Students tell professionals that bullying pain is real
© Darrell Cole - Cumberlandnewsnow.com
Sharon Mitchell from the Department of Justice talks to the Nova Scotia chiefs of police and police boards annual fall conference in Amherst on Friday. Looking on are four high school students from the Halifax area who spoke to the conference about bullying.
AMHERST – Professionals need to be prepared to help when they received reports of bullying, four Halifax area high school students told the provincial chiefs of police association and police boards fall conference in Amherst on Friday.
The four – Brianca Toulaney, Bailey Fraser, Alex Cooze and Ryan Mitchell– gave emotional presentations to the conference, reminding participants that the harm caused by bullying is real.
Speaking to the conference, Mitchell said he was beaten up, picked on and abused by his bully through school until one day he decided he had enough and had a physical confrontation with him.
Mitchell said he went to the principal with his concerns and his bully’s father said it was a case of boys being boys.
He said the situation got worse after his sister, who looked out for him, graduated from high school.
After trying out for and making the school’s hockey team, he learned his bully was a teammate and things escalated.
“It was my worst nightmare all over again,” he said.
Mitchell said he could not talk to his principal or his parents because it hadn’t worked the first time and he got to his breaking point.

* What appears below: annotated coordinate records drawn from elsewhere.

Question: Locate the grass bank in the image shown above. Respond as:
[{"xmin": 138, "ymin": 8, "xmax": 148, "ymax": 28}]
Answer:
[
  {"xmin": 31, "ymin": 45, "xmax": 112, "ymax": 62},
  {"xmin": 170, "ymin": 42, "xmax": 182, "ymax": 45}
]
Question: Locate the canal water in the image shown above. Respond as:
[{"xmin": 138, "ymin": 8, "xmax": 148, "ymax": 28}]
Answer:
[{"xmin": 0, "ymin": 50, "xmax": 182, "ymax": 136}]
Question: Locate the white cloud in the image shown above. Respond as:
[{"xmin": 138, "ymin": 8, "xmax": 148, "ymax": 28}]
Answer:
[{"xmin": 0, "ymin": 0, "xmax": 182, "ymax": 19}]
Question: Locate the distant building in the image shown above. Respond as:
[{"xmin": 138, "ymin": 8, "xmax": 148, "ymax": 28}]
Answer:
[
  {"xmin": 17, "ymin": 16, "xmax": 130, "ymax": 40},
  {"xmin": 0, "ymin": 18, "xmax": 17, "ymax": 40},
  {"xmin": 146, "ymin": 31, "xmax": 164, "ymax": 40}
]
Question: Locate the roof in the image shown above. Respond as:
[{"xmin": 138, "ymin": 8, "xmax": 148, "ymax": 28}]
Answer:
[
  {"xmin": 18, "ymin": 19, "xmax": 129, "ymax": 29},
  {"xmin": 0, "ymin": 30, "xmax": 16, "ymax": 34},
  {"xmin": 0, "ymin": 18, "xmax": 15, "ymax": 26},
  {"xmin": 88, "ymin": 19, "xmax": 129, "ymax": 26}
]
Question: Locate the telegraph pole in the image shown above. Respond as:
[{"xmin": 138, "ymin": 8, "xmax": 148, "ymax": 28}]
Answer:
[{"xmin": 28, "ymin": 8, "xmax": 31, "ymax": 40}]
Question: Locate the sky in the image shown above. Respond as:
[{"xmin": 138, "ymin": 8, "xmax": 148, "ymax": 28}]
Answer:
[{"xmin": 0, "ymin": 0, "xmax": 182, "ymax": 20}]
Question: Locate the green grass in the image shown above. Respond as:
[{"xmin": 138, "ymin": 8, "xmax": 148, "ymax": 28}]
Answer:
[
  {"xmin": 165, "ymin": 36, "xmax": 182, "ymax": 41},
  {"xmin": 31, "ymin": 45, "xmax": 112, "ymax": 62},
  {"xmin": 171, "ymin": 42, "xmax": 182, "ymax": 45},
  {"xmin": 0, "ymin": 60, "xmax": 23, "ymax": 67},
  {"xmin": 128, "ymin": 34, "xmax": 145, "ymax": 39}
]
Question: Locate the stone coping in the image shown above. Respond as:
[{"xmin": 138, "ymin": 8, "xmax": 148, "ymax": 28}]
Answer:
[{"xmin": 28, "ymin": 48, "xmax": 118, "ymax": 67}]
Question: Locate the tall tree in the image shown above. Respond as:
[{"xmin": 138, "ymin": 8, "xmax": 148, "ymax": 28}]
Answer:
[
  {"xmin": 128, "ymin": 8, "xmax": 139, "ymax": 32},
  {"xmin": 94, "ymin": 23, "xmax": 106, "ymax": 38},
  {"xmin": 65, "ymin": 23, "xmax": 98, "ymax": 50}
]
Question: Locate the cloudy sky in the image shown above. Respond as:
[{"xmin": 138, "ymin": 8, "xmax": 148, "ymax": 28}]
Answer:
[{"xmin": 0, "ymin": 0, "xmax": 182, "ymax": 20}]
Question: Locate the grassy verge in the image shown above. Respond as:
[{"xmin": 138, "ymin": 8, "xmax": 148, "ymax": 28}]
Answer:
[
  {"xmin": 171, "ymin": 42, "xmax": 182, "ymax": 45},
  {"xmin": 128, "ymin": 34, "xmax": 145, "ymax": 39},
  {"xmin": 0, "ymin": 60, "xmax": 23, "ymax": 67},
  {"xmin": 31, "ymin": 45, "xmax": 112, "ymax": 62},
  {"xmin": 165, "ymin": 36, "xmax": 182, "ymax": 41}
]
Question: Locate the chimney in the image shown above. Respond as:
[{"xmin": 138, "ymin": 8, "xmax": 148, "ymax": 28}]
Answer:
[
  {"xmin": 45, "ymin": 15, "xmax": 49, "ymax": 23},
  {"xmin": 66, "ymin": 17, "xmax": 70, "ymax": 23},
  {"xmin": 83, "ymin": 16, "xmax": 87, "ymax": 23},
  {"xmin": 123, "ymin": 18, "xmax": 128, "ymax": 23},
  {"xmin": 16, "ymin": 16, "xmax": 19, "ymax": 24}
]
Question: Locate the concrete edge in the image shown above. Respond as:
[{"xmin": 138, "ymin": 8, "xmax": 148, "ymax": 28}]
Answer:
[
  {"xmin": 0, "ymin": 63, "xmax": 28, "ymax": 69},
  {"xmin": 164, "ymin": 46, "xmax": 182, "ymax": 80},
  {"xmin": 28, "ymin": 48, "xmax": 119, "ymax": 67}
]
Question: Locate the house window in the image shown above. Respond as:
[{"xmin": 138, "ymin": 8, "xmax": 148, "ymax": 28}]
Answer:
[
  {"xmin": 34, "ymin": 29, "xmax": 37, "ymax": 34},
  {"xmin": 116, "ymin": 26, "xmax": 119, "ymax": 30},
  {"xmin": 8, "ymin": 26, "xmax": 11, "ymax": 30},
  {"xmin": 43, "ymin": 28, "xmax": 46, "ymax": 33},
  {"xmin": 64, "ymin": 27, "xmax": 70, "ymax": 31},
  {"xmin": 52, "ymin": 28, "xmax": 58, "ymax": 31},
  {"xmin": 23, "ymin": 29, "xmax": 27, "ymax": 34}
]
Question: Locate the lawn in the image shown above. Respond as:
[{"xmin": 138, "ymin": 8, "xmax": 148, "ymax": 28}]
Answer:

While he was reacting to a bully, he was declared a troublemaker and made to apologize and shake his tormenter’s hand.
“I had to shake hands with the person who had picked on me for six years and was told it was my fault,” Mitchell said. “I was told I was in the wrong for something that should have been stopped years before.”

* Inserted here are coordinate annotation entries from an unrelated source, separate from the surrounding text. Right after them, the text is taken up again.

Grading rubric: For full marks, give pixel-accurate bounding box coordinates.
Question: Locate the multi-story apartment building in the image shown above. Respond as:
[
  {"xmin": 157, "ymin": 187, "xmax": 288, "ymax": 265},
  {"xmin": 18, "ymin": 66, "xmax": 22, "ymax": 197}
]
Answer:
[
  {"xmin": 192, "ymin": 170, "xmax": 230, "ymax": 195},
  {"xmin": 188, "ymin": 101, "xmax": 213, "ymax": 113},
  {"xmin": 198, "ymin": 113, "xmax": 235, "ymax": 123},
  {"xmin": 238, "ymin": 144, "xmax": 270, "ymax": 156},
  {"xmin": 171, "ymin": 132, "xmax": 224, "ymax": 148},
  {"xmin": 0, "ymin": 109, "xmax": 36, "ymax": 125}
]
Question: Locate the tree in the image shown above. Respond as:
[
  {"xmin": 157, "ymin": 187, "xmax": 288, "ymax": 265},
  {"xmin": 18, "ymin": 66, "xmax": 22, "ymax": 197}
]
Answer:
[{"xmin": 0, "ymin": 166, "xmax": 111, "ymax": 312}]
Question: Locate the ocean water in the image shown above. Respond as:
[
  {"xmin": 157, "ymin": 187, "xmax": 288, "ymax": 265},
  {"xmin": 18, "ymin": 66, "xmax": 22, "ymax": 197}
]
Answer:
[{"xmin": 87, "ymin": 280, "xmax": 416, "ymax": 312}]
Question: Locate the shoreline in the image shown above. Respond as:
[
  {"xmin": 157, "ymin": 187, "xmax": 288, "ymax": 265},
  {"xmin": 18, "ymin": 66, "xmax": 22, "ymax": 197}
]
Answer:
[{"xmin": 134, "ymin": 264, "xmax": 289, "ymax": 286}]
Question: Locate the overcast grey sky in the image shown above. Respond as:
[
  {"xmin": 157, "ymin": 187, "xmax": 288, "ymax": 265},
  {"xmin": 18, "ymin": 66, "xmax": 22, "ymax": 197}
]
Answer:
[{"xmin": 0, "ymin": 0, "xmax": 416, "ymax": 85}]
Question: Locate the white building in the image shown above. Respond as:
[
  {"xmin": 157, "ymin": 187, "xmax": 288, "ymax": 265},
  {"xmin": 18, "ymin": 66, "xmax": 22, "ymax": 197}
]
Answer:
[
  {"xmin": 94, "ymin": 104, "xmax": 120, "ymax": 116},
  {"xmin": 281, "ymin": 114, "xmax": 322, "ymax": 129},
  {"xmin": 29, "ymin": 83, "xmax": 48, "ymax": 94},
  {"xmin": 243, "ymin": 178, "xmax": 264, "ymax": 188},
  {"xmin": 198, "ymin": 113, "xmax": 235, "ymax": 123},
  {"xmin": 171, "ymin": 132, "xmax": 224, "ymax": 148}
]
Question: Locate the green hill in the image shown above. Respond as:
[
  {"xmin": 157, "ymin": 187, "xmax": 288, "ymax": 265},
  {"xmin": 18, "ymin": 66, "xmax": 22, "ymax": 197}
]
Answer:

When he goes to speak to schools Mitchell tells students he was wrong. He said it was wrong to physically confront his bully, adding it took years to repair his reputation.
Instead of fighting or making an even worse solution, he told students to go to their guidance counselor, their teacher or parents.

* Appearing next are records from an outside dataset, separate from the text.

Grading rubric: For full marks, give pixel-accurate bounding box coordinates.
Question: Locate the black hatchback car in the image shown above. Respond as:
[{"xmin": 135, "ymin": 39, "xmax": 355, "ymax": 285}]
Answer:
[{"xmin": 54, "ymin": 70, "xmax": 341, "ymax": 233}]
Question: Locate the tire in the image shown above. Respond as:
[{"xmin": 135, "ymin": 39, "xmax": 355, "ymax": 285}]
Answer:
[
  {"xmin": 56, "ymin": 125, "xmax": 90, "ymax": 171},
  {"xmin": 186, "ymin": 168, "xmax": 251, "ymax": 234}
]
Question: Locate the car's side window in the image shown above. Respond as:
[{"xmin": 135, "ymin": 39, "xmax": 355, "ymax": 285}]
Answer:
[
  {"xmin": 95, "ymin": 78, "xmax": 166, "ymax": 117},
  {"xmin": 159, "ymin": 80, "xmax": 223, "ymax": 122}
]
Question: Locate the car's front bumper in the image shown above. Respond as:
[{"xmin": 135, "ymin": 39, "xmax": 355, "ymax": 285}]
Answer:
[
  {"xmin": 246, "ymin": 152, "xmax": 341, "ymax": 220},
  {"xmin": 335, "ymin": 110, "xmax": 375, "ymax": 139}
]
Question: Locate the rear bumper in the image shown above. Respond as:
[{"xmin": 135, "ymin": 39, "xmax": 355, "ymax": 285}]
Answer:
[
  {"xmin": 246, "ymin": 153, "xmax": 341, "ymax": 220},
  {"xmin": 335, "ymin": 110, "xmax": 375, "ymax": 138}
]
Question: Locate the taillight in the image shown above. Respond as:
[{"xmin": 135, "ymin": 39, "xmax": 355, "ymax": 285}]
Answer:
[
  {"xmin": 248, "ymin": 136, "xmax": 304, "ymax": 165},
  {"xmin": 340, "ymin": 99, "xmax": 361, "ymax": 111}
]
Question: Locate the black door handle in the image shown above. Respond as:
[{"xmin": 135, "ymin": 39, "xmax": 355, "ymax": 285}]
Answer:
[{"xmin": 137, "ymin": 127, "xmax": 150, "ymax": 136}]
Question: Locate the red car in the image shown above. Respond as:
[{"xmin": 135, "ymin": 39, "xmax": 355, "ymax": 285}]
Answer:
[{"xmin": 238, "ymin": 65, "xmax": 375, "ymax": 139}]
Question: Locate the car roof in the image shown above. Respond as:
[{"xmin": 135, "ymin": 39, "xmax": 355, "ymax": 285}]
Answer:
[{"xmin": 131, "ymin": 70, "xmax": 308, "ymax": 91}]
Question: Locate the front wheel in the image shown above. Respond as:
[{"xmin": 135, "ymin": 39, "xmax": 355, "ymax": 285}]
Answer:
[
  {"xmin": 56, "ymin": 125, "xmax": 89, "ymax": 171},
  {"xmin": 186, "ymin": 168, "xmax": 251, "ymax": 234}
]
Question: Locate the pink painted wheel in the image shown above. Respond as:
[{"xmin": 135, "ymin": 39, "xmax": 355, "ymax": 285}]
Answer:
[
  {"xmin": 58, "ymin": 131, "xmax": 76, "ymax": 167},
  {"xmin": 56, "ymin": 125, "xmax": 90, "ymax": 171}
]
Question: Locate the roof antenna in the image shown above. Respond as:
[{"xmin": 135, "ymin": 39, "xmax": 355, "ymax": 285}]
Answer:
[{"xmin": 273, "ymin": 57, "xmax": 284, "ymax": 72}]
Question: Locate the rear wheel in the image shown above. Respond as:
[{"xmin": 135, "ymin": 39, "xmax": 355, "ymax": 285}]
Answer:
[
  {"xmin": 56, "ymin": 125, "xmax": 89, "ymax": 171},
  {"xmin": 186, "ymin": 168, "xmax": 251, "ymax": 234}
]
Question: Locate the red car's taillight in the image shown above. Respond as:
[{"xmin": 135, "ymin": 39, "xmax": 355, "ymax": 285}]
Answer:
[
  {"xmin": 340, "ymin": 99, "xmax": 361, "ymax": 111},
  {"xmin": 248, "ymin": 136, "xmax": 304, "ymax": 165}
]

He also called on everyone to remember those who have taken their lives because of bullying and he asked the victims of bullying to make it to another day because, despite what a bully says, they are worth it and life is worth living.
Toulaney said she never realized her best friend was a bully. She said her friend’s actions seemed OK because she never did anything to her, but she has had to live with the guilt for years.
“I could have said something, but I thought no one cared,” she said. “I eventually realized my best friend was a bully and I stood by and did nothing about it.
Since then, she said, she has reached out to all those her friend bullied while she kept quiet.
Fraser was very emotional explaining the pain and suffering she experienced at the hands of her agitator, adding the torment she suffered when beyond school to include the Internet and painful messages that told her she was worthless and that no one would care if she died.
Her parents spoke to her school’s principal and were told it was just “girl drama” that would pass.
She said her parents knew something was wrong and said one of the hardest moments of her life was hearing her mother break down in tears because she thought she had failed her daughter.
“One little girl brought the strongest woman I know to her knees,” she said. “I decided then that I had to be strong for myself and my mom.”
Fraser said her parents’ support is the reason she’s still here to tell her story.
Cooze said he was targeted from Grade Primary because he had a different appearance. He said he was considered a nerd and constantly made fun of.
As he got older he thought it would go away, but it only got worse as he moved to junior high and then high school. He tried to impress the bullies by laughing at their jokes and telling his own jokes. He even stopped studying so people would stop thinking he was a nerd.
“Looking back if I’d just been myself it would have been a lot better,” Cooze said.